The “stuff” Howell said he has collected in more than two decades constitutes anything related to Wintersville High School — “things I pursued. I’m to the point now where people see me coming, and they say, ‘We don’t have anything.’ They know me,” he said.
If he goes to a yard sale or estate sale, for example, such memorabilia is first on the priority list.
“The first thing I say is, ‘You got anything Wintersville Warriors?'”
Howell said he has hundreds of pieces in the collection geared from 1928 to 1993– items such as yearbooks, uniforms, diplomas, stadium seat cushions, digital wristwatches, class rings, pendants, tassles, gym bags, pictures, clothing, sport and band letters and more.
“I tell people anything from a pencil to a piece of paper, whatever you got,” Howell said of his museum-worthy criteria.
“It’s either donated, or I pay stupid money for it,” he said. At one garage sale he bought football helmets from an at-first reluctant seller. “I gave them a hundred dollars a piece for them,” he said.
“I’ve had people who have traded me for (vehicle) work for Wintersville stuff because they know I pay good money for it, but lately it’s been donation because of the Facebook page. A lot of people have been donating, which is nice,” he said.

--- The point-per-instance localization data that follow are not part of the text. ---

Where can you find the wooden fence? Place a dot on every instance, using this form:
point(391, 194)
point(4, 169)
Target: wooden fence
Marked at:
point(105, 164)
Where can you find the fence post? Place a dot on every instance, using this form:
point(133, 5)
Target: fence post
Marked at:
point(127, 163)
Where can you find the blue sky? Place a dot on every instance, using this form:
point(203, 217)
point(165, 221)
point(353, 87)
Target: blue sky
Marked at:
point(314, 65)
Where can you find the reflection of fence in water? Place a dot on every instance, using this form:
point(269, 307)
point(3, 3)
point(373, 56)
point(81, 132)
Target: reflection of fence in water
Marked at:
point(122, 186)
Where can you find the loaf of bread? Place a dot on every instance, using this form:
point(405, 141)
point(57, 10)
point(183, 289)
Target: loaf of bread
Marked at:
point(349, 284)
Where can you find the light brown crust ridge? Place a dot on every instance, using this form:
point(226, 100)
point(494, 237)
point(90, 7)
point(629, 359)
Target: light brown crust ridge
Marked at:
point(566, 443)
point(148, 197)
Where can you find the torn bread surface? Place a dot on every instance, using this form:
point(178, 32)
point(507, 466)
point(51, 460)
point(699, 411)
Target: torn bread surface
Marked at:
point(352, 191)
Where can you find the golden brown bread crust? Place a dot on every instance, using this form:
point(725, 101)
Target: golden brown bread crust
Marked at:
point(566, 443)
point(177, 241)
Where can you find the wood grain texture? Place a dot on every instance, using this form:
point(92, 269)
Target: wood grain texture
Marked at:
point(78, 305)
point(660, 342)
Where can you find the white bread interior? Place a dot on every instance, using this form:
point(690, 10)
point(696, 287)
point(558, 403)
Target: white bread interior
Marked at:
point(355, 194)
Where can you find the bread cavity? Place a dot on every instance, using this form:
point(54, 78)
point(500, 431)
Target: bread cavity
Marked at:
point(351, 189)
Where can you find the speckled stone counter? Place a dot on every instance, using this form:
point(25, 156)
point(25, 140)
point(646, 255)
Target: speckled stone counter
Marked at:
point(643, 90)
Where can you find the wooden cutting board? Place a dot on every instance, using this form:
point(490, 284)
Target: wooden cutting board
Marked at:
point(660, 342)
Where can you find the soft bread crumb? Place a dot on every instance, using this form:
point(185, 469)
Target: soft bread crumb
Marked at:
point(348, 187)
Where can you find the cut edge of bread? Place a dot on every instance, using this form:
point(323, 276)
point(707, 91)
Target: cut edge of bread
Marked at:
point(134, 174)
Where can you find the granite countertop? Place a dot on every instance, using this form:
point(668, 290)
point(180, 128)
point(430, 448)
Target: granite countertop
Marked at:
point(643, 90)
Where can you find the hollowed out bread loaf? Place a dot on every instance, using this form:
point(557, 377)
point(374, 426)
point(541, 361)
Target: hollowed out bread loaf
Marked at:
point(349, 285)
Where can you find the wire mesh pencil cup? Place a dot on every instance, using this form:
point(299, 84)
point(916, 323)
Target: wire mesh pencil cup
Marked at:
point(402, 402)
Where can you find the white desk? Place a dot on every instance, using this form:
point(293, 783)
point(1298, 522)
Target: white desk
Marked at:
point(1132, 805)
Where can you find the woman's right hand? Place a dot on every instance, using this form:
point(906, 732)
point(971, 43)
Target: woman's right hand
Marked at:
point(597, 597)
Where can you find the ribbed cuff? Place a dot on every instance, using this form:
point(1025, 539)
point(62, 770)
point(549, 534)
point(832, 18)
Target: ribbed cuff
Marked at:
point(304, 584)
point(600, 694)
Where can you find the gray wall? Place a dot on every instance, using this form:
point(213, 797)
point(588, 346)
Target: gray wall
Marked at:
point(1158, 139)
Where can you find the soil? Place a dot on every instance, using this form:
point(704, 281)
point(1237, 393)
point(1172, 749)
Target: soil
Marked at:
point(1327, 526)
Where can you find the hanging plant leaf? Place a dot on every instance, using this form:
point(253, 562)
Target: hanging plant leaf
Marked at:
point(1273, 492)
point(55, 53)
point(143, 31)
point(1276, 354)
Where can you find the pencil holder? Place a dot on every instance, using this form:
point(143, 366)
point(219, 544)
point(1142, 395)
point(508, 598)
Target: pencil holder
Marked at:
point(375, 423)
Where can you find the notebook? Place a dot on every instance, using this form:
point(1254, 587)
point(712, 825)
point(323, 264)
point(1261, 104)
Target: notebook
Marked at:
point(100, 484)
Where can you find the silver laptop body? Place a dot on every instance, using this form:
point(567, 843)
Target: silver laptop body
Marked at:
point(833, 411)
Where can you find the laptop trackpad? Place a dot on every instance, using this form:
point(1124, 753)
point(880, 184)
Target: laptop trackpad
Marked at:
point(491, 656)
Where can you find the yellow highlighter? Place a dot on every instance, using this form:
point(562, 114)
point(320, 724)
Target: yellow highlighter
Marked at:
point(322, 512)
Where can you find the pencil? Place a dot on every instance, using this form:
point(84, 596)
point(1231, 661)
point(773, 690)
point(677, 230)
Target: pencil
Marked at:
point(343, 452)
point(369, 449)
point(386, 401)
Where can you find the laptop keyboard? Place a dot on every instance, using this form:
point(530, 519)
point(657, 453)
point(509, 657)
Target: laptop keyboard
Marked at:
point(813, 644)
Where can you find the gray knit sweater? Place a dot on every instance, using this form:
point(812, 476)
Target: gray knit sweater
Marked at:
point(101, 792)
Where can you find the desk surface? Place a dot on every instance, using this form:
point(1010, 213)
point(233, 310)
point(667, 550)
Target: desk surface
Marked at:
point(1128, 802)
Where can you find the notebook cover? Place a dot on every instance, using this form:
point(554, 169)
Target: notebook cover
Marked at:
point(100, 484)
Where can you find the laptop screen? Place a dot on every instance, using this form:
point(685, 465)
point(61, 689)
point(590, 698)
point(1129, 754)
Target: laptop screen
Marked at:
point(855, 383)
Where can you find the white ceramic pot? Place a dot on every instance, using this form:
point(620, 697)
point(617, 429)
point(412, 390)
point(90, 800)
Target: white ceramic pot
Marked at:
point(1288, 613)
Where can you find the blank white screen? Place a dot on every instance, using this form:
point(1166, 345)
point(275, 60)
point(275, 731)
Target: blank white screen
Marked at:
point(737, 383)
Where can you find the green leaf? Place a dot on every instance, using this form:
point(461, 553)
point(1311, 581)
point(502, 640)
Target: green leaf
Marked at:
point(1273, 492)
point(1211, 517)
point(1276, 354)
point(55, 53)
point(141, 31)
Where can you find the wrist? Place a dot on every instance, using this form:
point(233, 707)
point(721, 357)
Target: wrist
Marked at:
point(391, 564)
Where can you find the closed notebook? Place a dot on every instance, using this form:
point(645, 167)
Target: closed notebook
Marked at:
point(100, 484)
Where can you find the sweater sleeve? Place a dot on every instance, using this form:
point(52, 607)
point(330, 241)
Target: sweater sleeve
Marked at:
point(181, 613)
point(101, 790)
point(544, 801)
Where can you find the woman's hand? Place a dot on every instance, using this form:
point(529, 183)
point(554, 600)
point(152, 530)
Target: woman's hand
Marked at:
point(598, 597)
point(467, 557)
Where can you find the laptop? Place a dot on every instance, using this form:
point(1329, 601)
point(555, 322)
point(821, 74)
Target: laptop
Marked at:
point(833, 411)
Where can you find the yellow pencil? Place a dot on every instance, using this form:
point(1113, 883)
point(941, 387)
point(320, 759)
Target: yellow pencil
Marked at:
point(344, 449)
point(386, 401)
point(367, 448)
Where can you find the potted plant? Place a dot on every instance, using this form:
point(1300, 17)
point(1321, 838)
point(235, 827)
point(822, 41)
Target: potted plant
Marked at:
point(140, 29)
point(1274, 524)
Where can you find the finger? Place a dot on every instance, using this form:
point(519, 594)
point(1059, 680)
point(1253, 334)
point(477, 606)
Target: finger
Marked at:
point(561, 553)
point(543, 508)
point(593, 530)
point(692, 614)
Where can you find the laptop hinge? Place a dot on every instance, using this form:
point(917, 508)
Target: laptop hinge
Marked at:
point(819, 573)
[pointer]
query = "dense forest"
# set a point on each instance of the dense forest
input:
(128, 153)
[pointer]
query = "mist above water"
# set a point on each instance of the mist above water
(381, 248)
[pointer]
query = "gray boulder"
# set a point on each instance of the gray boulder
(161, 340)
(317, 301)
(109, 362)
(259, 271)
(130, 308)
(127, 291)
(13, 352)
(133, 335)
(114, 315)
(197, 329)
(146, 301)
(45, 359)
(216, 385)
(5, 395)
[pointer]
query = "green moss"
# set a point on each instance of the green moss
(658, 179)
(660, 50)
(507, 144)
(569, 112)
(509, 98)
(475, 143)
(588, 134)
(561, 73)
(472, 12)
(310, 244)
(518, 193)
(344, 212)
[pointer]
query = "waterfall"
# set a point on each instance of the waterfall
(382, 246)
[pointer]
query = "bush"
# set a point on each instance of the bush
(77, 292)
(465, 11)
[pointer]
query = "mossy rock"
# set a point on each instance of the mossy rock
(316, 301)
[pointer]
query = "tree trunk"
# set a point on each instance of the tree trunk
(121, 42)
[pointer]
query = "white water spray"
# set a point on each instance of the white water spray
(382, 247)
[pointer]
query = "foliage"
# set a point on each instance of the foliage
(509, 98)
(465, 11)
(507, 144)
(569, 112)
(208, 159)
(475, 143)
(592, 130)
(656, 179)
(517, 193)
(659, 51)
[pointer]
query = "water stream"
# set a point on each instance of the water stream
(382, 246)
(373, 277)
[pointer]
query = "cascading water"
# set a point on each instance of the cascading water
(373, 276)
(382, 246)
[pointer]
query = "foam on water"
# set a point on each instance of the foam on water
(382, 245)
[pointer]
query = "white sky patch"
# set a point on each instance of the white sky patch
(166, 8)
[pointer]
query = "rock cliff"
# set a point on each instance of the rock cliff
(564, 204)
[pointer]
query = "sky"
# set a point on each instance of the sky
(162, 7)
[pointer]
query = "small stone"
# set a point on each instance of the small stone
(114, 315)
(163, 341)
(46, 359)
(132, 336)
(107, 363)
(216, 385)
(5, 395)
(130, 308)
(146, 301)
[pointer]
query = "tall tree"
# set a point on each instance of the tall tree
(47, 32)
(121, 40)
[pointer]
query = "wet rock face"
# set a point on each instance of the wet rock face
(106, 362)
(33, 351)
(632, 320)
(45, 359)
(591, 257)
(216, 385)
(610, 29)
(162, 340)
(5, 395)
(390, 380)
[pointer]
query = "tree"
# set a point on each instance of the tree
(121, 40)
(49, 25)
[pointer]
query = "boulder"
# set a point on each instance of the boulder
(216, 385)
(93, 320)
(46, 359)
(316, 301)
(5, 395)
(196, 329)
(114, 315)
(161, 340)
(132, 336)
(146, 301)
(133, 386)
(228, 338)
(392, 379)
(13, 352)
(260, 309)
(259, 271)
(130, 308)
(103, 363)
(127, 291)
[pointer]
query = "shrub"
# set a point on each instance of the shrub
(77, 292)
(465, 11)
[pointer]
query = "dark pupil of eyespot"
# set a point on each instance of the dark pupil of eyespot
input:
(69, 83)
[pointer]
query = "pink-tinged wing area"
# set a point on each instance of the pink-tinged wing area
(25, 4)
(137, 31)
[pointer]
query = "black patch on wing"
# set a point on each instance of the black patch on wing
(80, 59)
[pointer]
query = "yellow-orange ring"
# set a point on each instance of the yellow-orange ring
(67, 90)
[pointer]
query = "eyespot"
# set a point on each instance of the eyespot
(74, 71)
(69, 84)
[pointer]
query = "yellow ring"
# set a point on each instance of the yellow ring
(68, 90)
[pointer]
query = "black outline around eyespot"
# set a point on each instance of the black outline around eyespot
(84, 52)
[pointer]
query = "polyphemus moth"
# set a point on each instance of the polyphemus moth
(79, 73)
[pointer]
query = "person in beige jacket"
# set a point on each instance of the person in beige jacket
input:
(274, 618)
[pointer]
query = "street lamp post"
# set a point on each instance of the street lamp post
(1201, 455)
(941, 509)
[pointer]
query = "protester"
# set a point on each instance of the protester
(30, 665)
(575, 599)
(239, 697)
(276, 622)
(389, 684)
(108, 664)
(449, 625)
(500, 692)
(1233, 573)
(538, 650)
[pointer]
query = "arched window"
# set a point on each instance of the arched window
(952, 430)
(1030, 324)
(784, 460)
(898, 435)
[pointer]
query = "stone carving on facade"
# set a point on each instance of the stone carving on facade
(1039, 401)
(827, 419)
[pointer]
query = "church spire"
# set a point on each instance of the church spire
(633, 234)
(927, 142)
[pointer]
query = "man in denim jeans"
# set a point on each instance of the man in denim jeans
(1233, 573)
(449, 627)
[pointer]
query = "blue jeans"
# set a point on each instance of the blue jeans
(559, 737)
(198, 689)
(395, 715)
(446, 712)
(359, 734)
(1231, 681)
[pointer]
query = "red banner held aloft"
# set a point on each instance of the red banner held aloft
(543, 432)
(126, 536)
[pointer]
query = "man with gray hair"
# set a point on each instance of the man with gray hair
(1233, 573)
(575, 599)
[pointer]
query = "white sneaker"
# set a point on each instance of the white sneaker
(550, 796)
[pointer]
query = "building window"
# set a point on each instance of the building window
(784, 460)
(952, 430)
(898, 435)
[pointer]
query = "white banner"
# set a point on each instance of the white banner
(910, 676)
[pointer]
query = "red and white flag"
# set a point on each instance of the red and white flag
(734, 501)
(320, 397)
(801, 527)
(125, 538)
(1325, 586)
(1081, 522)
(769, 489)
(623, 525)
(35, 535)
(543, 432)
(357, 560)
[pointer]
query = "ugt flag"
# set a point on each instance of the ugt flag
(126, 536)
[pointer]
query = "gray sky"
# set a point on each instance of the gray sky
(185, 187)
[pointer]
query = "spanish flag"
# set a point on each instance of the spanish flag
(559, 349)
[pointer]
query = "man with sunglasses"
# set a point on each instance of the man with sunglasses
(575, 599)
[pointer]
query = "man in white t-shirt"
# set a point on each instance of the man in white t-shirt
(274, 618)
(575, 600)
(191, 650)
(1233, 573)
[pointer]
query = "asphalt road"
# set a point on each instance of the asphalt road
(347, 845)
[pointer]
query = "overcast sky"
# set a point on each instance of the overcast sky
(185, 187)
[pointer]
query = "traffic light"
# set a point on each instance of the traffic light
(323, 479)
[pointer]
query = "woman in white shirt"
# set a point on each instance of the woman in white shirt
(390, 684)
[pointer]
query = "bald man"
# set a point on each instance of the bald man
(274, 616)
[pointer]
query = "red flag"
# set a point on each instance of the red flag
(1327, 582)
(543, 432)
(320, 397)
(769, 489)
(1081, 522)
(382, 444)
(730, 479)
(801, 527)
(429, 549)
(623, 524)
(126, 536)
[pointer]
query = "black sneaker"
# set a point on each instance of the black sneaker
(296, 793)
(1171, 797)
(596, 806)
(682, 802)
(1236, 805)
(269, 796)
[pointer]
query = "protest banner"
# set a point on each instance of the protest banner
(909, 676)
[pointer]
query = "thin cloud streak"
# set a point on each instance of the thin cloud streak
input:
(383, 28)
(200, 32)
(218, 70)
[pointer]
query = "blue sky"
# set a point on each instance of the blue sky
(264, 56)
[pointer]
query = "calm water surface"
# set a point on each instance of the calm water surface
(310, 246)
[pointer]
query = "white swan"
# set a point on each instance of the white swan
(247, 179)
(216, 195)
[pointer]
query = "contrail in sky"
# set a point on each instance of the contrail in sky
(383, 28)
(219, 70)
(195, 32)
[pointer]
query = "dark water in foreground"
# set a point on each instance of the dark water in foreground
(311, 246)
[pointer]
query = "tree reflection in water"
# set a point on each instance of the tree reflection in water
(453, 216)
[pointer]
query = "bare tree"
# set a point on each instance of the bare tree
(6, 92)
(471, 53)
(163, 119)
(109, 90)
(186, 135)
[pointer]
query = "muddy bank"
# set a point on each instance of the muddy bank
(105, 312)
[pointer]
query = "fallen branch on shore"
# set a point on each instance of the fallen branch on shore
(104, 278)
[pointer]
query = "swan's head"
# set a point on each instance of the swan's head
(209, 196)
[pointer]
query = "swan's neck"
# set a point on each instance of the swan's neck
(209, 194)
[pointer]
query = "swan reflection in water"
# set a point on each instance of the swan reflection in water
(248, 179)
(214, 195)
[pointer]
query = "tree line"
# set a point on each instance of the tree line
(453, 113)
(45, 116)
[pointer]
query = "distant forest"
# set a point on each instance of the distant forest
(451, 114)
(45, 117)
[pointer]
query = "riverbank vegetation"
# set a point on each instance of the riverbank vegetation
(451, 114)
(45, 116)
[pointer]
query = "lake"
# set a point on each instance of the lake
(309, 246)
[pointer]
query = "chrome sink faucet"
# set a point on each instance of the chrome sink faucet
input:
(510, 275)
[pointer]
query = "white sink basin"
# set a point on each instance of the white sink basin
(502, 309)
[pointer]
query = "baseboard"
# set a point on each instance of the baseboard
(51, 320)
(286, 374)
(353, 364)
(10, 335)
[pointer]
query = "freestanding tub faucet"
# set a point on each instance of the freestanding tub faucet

“I tell everybody nothing will ever be sold. If I have three or four of something, I will trade for something that I don’t have, but never put a monetary value on it,” Howell said.
“I also told my wife if something ever happened to me, I want all this to be given to Wintersville, to the town,” Howell said.
“I had a guy call and say there’s an ad in the Herald-Star for Wintersville stuff,” Howell said in sharing a story about how he ends up with items — in this case, something extra special.
It included the school newspaper called Wintersville Hi- Times, Volume I, No. 1, October 1935.
“To me, it’s like the Holy Grail. You can’t get any better than that,” he said.
A history buff, Howell enjoys sharing school history tidbits. The original high school was built in 1928. The first graduating class was 1932. The first football team was the 1935-36 season, originally called the Wintersville Whippets. The school’s original colors were red and white and eventually blue and gold. His mother, Pat Howell, served as a high school secretary for 20 years. What is today home to the Jefferson County Christian School on Fernwood Road served as Wintersville High School from 1931-56. The current high school opened for the 1956-57 school year.
Howell offers a theory about the interest in school nostalgia.
“You get so old in life that there’s not too much to look forward to, so you start looking back. Think about it,” he said
“I have a lot of good memories.”
Howell said he has yearbooks from all the 1950s and most of the 1960s and 1970s.
“I have no ’40s and hardly any ’80s,” he said of his interest in adding to that part of the collection.
There already have been some visitors to Warrior Memories, and yearbooks generate immediate interest.
“Everybody when they come in, that’s the first thing they look at,” Howell said.
Howell welcomes hearing from anyone interested in donating items.
“Instead of throwing it out or leaving it sit in your attic, it will have a good home and be appreciated.”